Control exercise time and replenish water and nutrition after fitness. In the second half of pregnancy, you can definitely exercise moderately, which is conducive to the delivery of pregnant women. Don't exercise excessively. You can take a walk after getting up every morning and after dinner. The walking time and distance are adjusted according to your own experience, so it is not easy to get tired. You must walk slowly to avoid causing great shock or fatigue to your body. Pregnant mothers should be careful to jog during pregnancy, because pregnant women have weak immunity and are pregnant with a baby. Jogging will lead to fetal movement in the abdomen.
Even if there is a miscarriage, if the pregnant mother is weak, running will consume more blood, so avoid jogging and do some yoga and fitness exercises. Moderate exercise can enhance resistance: sudden reduction of exercise, in addition to their own psychological state, but also have an impact on the body. You can try a little fitness exercise and get the opportunity to strengthen your exercise. Can release stress, release stress: there will still be mental stress during pregnancy, and love from all directions will be unacceptable. Going out for a walk and seeing the scenery can make pregnant mothers feel happy.
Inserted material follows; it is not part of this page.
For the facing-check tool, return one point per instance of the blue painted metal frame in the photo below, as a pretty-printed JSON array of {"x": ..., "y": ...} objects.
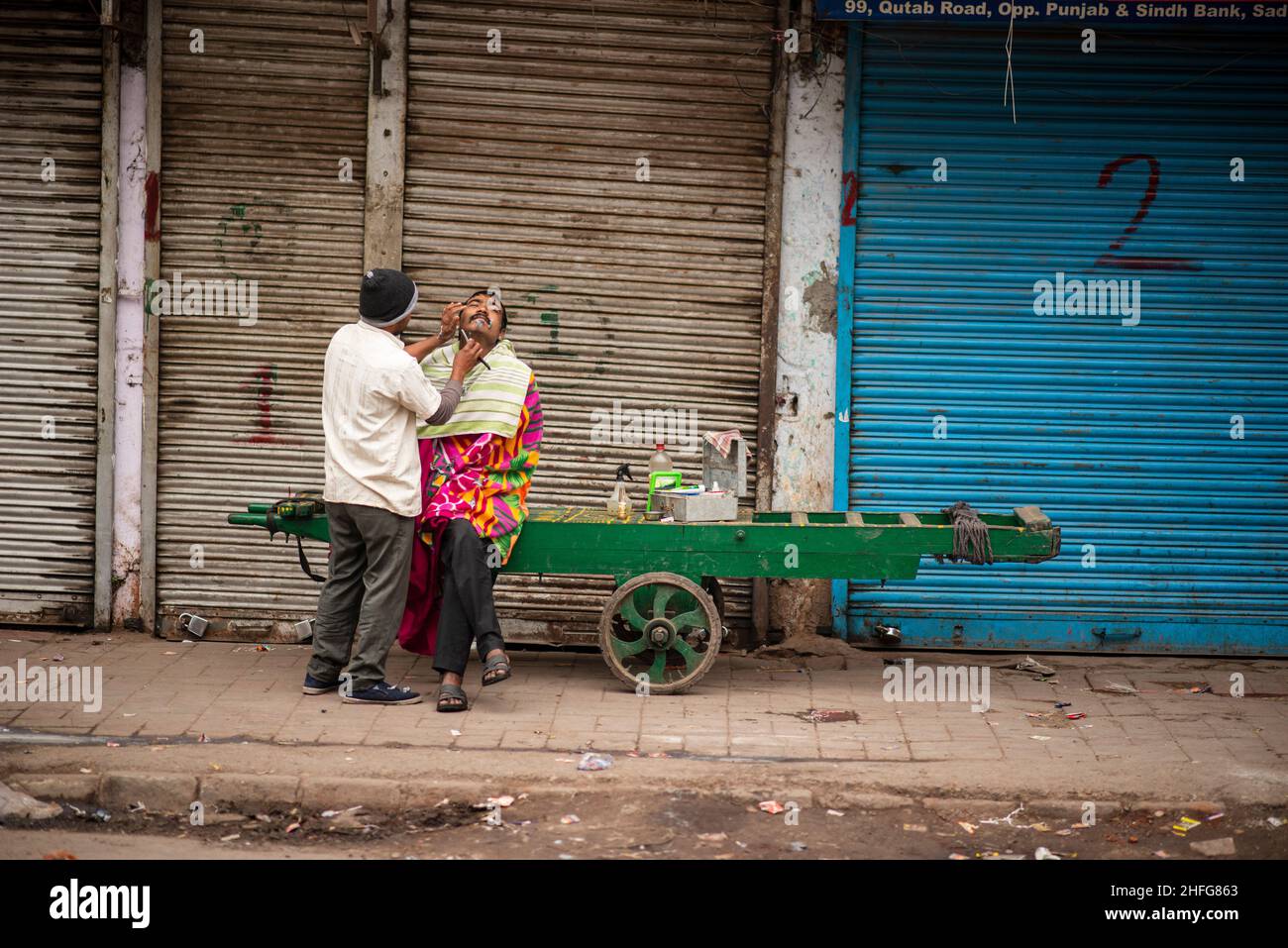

Moderate exercise during pregnancy is good for your health, but you should never lose weight or do high-intensity physical exercise during pregnancy. Walking, pregnant women gymnastics, swimming and yoga during pregnancy are all fitness exercises suitable for expectant mothers. But you can't practice when you have the following problems: heart disease, lung disease, cervical incompetence, twins at risk of premature delivery, persistent bleeding in the second and third trimester, placenta previa after 26 weeks of pregnancy, premature infants, placental rupture, pre-eclampsia, chronic hypertension and severe anemia. Therefore, pregnant women can moderately do some relaxing and pleasant fitness exercises!